Looking ahead at RBLX stock, McKay rates the stock as Outperform (a buy), with a price target of $37 implying a one-year upside of 24%. (Click here to view McKay’s track record)
The Street is also generally bullish on Roblox, with 18 recent analyst reviews breaking down into 12 Buys, 2 Holds, and 4 Sells, for a moderate Buy consensus rating. The trading price of $29.83 and the average price target of $39.05 add up to a 31% year-to-date gain. (To see Roblox stock forecast)
Kornit digital (KRNT)
Kornit Digital then brings high-tech and textile together. The company is a global digital printing company, specializing in high-speed industrial inkjet printing technology, and also produces pigments and other chemical products. These are used in a range of textile industries including clothing, apparel, homeware and decoration; Kornit’s printing machines can translate complex designs from the computer directly onto the fabric and finished fabric products, enabling textile workers to recall patterned products on demand.
The ability to do this, create patterned finished products as needed, enables textile artists, makers, and factories to free up inventory space, eliminate redundancies, and otherwise streamline operations. Kornit’s customers can use the technology to support direct-to-garment solutions for a more sustainable fashion industry, generating less waste and overproduction and producing a seamless experience to keep customers returning.

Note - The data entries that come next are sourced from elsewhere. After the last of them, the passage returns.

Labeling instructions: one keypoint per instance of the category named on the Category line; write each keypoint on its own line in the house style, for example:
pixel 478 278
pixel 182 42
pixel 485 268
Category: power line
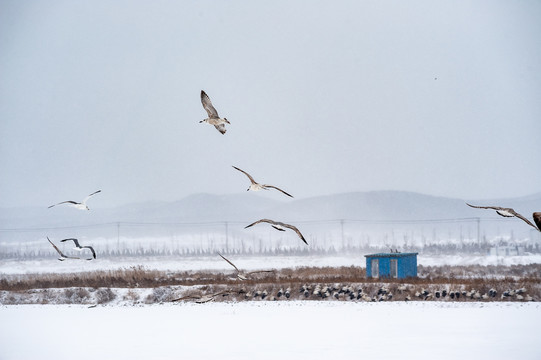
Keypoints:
pixel 221 223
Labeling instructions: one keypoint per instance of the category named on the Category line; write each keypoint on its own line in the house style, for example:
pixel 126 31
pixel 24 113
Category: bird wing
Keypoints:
pixel 207 105
pixel 502 212
pixel 260 221
pixel 75 241
pixel 88 197
pixel 245 173
pixel 296 230
pixel 524 219
pixel 498 209
pixel 259 271
pixel 56 248
pixel 91 249
pixel 221 128
pixel 537 219
pixel 60 252
pixel 64 202
pixel 223 257
pixel 274 187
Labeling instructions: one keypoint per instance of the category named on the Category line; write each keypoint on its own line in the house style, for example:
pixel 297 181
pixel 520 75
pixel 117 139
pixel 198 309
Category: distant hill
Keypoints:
pixel 373 205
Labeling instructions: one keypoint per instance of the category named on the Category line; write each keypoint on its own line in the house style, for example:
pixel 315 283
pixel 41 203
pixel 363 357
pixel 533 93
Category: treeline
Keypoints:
pixel 141 251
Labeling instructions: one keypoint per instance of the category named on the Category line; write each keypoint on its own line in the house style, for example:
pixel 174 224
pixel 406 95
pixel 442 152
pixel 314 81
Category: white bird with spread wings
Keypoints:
pixel 77 205
pixel 255 186
pixel 214 118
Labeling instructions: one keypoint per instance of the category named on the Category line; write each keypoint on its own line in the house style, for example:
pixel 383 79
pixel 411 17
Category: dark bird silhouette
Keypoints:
pixel 508 212
pixel 213 117
pixel 62 256
pixel 279 226
pixel 79 247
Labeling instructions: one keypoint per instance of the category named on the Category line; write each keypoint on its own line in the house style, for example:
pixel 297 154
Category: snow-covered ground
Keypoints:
pixel 242 261
pixel 272 330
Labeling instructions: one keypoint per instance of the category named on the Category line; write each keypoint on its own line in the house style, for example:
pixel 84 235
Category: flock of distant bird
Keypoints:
pixel 357 293
pixel 219 123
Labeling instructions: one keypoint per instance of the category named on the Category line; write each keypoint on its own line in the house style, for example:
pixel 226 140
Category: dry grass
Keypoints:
pixel 77 287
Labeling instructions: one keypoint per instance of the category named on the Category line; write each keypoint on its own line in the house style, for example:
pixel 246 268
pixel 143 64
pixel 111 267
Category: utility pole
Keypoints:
pixel 479 231
pixel 118 236
pixel 342 231
pixel 226 236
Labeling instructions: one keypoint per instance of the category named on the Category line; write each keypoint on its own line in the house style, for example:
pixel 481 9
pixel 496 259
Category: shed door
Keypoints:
pixel 394 268
pixel 375 268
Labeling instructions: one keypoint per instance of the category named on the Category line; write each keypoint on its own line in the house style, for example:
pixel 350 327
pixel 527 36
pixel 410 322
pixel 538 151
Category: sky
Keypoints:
pixel 437 97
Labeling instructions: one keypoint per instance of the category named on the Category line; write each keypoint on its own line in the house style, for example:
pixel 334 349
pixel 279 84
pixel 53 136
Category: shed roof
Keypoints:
pixel 391 255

Although Kornit holds a leading position in its niche, the stock is down 27% so far in August. The company’s losses have fallen in the days following the August 9 release of its Q2 2023 financials. Kornit posted a sixth consecutive quarter of net negative earnings per share, even though its non-GAAP loss of 15 cents per share was 6 cents better than expected. On the top line, the company’s earnings fell short of $56.2 million, down 3.3% year-over-year and more than $550 million below forecast. The missed earnings contributed to the stock’s fall, as did a 2H future earnings guide that came in 7% lower than Wall Street’s forecast.

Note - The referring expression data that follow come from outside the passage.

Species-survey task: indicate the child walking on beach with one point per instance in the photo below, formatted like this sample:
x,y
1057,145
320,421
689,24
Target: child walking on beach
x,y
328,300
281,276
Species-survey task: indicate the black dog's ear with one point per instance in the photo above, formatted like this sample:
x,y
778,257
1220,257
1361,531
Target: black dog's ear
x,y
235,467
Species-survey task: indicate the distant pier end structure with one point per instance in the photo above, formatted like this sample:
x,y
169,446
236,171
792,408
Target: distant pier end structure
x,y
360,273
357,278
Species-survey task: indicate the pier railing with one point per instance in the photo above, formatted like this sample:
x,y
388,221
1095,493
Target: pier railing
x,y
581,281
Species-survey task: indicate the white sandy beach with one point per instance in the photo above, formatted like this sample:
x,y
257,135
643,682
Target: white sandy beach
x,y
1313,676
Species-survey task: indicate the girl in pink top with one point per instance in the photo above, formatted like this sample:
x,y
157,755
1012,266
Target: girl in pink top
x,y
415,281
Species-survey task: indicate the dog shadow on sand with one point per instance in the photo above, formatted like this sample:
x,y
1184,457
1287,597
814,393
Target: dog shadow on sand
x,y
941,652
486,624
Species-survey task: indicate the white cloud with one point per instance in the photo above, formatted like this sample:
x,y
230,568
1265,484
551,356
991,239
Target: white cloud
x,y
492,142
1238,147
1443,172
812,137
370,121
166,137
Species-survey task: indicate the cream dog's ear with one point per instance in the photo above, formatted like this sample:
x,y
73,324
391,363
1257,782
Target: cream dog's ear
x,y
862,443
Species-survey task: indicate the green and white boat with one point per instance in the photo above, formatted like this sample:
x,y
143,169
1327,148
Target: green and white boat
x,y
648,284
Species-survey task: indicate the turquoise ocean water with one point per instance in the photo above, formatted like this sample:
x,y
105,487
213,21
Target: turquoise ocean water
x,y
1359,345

When it’s all over, Morgan Stanley analyst Erik Woodring believes Kornit’s share price loss is a gain for investors as it opens up the stock to opportunistic buying. Woodring notes the headwinds but says the company has plenty of room for growth, writing: “We are looking past near-term challenges to what we believe should still be a year of robust growth in 2024, and continue to forecast high revenue growth of 20% Y/Y in CY24 (+26% Y/Y vs. +28% Y/Y previously), albeit off a lower starting base for 2023. With a 3.0x target EV/Sales multiple, we imply that KRNT’s shares continue to trade at a slight discount to its 2015-2019 valuation, when the company increased sales by double digits, given the risks associated with the weak near-term spending environment. [are] driving our upgrade to Overweight.”
That upgrade to Overweight (Buy) comes with a $29 price target, suggesting confidence in a 26% gain over the 12-month horizon. (Click here to view Woodring’s track record)
Looking more broadly, Kornit has 5 recent stock reviews, with a breakdown of 3 Buys and 2 Holds supporting a Moderate Buy consensus score. Shares trade at $23 and have an average price target of $29.60; this suggests a 29% increase from current levels. (To see Forecast Kornit shares)
To find great ideas for stocks trading at attractive valuations, visit TipRanks’ Best Stocks to Buy, a tool that brings together all of TipRanks’ stock insights.
Disclaimer: The opinions expressed in this article are solely those of the recommended analysts. The content is for informational purposes only. It is very important to do your own analysis before making an investment.